Nem sempre Portugal e Espanha estão de acordo, mas que bom é ver que conseguimos estar completamente alinhados num propósito.

A partir do momento em que os alertas foram dados pelas Organizações Internacionais de que o lince estava em risco de extinção, Portugal e Espanha uniram-se para trabalhar em conjunto para evitar este fim.

Percebendo que a reprodução em cativeiro seria a melhor forma de o fazer, foram criados centros específicos para este fim, trabalhou-se em conjunto em candidaturas a projetos europeus, incrementou-se a troca e a partilha de conhecimentos entre os centros de recuperação, e definiram-se estratégias de entrega ao seu habitat natural.

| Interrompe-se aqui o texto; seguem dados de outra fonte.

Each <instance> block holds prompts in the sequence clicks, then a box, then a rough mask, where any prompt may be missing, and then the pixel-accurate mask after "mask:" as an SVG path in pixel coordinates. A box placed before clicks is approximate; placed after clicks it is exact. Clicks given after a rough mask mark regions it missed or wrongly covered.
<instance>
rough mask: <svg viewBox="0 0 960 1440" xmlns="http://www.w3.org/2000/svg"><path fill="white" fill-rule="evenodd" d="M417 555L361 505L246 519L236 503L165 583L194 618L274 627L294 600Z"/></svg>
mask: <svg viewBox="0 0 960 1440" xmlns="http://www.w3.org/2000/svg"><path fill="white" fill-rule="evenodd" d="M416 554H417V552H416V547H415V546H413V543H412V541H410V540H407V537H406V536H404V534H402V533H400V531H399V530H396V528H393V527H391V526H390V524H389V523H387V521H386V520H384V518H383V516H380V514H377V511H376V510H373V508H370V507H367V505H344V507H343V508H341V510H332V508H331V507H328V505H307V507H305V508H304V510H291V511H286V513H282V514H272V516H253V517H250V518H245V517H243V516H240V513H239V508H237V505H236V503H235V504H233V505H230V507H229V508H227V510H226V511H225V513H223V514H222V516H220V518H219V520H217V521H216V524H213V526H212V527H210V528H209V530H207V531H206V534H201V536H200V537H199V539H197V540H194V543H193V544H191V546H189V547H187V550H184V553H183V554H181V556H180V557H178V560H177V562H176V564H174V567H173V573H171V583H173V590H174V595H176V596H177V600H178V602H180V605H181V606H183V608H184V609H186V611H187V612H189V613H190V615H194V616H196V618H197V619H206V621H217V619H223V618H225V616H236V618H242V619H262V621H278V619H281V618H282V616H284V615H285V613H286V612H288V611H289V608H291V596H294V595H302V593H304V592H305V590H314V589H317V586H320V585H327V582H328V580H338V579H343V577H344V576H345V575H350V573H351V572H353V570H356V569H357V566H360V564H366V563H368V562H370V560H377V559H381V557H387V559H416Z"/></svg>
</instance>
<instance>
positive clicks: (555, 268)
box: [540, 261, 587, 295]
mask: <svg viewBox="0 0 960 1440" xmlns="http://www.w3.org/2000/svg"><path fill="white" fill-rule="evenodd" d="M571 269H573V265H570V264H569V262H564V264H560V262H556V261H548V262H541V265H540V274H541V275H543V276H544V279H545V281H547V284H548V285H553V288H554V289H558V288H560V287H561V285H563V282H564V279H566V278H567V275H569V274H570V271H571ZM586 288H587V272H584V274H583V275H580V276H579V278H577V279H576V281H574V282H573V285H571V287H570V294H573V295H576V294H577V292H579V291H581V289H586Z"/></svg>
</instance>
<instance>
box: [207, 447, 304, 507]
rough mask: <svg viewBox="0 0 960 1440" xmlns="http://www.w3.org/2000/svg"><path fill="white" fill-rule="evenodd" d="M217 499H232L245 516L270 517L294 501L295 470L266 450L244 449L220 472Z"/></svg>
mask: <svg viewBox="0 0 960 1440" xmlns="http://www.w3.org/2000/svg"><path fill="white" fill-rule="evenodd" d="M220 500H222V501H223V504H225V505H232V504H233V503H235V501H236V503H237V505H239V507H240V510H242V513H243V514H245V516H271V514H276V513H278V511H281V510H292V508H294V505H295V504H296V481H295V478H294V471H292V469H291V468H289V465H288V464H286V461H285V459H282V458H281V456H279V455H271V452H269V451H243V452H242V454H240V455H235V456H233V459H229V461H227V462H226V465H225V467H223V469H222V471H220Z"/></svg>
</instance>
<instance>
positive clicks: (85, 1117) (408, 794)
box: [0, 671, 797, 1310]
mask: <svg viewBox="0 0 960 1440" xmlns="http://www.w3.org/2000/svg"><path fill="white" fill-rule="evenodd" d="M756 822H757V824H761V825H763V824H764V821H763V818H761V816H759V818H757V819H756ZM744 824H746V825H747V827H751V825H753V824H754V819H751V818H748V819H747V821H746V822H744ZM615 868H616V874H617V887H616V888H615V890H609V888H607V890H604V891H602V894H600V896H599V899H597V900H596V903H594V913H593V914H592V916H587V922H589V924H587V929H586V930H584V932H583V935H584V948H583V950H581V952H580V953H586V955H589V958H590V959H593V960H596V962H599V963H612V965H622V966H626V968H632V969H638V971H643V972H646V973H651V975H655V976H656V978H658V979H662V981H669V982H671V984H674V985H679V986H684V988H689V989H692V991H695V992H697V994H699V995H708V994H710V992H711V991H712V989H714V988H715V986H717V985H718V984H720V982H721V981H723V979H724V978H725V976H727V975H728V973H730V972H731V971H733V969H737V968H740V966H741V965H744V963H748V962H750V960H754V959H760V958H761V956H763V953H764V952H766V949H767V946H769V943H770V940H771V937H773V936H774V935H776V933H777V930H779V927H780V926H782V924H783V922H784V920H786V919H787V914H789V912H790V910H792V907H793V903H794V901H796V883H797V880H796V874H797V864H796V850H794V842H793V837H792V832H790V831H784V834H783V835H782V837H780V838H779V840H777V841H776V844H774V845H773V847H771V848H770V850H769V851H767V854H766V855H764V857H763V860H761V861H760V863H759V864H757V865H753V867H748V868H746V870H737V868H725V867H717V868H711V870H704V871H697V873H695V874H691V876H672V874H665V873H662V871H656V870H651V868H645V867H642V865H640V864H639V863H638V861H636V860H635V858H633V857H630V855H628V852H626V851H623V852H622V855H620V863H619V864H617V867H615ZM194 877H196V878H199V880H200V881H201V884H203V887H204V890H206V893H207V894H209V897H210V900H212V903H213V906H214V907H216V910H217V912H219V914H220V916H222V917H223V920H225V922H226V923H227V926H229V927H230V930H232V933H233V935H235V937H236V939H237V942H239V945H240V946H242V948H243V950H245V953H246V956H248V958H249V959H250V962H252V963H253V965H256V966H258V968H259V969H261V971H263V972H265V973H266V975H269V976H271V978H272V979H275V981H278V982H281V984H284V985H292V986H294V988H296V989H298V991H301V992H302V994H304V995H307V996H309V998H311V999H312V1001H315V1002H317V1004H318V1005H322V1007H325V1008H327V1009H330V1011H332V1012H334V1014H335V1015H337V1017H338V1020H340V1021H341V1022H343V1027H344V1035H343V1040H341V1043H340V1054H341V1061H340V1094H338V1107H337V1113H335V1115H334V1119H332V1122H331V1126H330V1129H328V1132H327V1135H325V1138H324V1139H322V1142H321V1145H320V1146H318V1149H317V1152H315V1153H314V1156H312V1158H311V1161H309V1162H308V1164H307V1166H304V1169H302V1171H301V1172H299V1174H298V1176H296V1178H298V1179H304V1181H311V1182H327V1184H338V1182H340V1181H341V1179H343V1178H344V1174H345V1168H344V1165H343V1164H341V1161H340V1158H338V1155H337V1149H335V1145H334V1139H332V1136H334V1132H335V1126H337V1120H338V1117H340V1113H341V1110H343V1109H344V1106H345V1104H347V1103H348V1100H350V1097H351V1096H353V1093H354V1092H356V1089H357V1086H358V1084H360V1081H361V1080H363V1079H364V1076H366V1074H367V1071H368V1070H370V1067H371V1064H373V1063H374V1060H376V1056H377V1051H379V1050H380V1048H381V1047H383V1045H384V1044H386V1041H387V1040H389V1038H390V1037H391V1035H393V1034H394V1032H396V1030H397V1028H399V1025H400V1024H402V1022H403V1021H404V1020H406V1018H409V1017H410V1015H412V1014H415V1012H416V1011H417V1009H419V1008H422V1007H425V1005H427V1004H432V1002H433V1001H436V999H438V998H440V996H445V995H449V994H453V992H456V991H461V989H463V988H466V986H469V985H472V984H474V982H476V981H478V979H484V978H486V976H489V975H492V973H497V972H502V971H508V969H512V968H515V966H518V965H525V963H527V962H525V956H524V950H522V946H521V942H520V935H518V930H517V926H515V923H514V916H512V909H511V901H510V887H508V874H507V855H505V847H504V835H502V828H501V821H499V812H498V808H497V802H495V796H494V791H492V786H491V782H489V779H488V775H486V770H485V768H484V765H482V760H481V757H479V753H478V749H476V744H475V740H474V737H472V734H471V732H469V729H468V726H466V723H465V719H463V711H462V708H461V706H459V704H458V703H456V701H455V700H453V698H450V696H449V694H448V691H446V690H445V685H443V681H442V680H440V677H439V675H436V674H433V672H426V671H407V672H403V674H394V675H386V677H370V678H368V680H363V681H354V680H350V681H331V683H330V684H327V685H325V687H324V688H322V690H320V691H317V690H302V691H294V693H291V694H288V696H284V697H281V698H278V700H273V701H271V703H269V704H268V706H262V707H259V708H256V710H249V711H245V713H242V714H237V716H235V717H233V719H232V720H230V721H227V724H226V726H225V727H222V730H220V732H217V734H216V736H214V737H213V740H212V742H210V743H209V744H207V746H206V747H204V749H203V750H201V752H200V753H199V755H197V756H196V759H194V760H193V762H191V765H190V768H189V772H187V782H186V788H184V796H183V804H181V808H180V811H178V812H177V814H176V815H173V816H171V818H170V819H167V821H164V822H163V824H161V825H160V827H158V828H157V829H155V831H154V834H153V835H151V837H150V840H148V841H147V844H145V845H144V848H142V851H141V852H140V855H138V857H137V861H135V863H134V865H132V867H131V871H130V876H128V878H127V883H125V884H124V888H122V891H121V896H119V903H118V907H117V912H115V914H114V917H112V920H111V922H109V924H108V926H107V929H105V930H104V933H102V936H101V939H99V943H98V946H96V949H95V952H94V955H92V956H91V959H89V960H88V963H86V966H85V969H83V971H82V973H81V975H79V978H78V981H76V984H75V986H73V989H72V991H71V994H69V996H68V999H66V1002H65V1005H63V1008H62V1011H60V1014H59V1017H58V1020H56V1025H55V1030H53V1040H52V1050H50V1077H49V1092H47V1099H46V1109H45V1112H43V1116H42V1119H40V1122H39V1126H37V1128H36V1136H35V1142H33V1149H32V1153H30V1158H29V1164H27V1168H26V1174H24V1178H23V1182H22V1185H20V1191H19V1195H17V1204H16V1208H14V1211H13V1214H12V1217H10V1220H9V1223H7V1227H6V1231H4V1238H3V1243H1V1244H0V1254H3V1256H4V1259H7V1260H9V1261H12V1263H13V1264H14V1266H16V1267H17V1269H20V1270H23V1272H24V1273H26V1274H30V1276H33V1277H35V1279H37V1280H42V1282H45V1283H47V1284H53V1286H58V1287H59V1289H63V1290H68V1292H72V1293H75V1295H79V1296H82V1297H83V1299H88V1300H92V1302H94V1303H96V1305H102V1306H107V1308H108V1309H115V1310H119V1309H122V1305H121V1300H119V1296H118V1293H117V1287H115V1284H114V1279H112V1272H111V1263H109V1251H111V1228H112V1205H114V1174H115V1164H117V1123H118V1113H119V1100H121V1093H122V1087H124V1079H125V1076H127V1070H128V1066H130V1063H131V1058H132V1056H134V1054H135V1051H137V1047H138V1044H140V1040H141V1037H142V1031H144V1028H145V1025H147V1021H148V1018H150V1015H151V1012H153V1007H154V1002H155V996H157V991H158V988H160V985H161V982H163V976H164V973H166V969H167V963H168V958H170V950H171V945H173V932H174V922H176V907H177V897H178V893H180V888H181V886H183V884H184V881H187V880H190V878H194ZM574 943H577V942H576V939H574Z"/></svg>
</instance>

Estas 3 áreas de atuação têm sido fulcrais para esta missão de sucesso:

A articulação estreita com as entidades científicas e os técnicos do ICNF, de forma a desenvolver planos de ordenamento do território das áreas protegidas;

O financiamento comunitário;

O envolvimento das comunidades locais, autarquias, associações de caça e ONG’s

Trabalhar em conjunto nos projetos LIFE tem sido uma parceria muito bem-sucedida para Portugal e Espanha, e que devemos congratular.

O processo de reintrodução de linces em meio selvagem iniciou-se em 2014, com o primeiro casal a ser solto numa propriedade em Mértola, no Vale do Guadiana (Alentejo) - Jacarandá e Katmandu. Nunca mais me esqueci destes nomes. Esta zona foi a escolhida por ser rica em coelho bravo, e quando são soltos, todos os animais são monitorizados por coleiras GPS.

No início deste ano, a ONU elegeu o Lince Ibérico como símbolo do renascimento, afastando-se cada vez mais do perigo de extinção. Segundo o ICNF, “há 20 anos só existiam 94 linces ibéricos”, mas “um programa de recuperação permitiu que o número de linces ibéricos subisse para mais de 1100, mostrando assim o poder da conservação” na natureza.

Com as alterações climáticas e o aumento das temperaturas globais, enfrentaremos certamente outro grande desafio para esta espécie, mas olhando para trás só podemos parabenizar todas as entidades que estiveram ou estão presentes nesta missão.